A problem I encountered on SuperMUC for runs with periods of 2s (testing kernel convergence) is the memory requirement. Supermuc offers 1.6GB per node, which is a usual value, I guess. Since the AxiSEM mesh of a 2s run has 3,8E7 GLL points, this means that storing the 12 mesh parameters for each GLL point alone eats up 1.7 GB or all of the memory. Now it is not really necessary to waste that much memory on saving the model parameters. They only depend on depth and are set by some 100 parameters (the polynomial coefficients for all layers and all parameters in PREM for example).

So, what is the best solution for this?

Any suggestions?

martinvandriel commented 9 years ago

Why do you load them all on opening the file? Could this not be done on demand?
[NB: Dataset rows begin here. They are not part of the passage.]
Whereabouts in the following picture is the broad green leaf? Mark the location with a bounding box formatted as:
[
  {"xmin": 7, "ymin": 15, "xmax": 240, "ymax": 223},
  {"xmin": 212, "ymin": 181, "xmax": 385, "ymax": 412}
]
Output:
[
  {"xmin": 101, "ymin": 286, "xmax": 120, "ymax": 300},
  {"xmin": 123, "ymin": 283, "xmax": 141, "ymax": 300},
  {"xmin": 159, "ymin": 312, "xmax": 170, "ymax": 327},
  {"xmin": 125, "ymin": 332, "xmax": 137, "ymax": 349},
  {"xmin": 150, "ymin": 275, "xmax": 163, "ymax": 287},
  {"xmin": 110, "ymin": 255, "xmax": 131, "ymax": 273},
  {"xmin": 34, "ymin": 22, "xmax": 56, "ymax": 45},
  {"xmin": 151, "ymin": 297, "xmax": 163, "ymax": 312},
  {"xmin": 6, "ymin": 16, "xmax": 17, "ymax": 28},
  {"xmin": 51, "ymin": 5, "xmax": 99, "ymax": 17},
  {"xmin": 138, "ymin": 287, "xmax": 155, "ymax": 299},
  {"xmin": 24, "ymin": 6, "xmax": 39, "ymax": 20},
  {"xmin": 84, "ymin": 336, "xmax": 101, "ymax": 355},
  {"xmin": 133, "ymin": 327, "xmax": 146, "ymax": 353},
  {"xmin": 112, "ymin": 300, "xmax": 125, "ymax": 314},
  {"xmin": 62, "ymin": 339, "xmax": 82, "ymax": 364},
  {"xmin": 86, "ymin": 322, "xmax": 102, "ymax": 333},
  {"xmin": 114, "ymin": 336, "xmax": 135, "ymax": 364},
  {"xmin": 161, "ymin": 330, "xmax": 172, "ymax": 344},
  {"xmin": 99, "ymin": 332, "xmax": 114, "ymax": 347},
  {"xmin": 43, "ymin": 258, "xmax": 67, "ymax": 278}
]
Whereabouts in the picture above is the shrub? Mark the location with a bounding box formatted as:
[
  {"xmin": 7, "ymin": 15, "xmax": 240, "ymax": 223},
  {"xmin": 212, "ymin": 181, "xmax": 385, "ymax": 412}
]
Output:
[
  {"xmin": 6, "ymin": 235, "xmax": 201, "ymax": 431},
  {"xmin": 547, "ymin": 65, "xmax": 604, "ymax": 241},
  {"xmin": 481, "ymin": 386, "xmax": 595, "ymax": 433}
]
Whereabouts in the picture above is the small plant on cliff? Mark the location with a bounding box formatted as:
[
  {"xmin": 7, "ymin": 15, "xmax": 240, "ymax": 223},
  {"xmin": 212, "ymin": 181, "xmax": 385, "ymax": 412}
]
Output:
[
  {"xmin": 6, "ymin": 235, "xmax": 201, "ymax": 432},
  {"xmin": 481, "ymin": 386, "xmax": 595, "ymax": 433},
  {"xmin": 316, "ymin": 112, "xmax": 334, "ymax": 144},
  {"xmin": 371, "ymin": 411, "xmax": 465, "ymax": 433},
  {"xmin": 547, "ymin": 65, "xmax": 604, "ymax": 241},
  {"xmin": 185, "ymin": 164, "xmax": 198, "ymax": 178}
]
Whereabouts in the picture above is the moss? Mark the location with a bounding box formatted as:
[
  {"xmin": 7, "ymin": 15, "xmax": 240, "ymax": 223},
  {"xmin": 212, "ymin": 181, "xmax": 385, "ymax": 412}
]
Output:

sstaehler commented 9 years ago

Because avoiding random IO access during runtime? The speedup on a large memory machine is quite high

martinvandriel commented 9 years ago

Memoization?

sstaehler commented 9 years ago

AAAAAAAAARGH

sstaehler commented 9 years ago

Yes, would be a solution. But it still means unnecessary file accesses

martinvandriel commented 9 years ago

well, not too many, because with 100 MB you can already store a good chunk of the model. Anyway, I think this is the cleanest solution compared to getting the 1D model again from some other source.

sstaehler commented 9 years ago

True, but still means some additional file accesses.

alternative: Read the model from the file and re-parametrize it over depth. Disadvantage: Might assign wrong model parameters to single GLL points. Would that be a problem?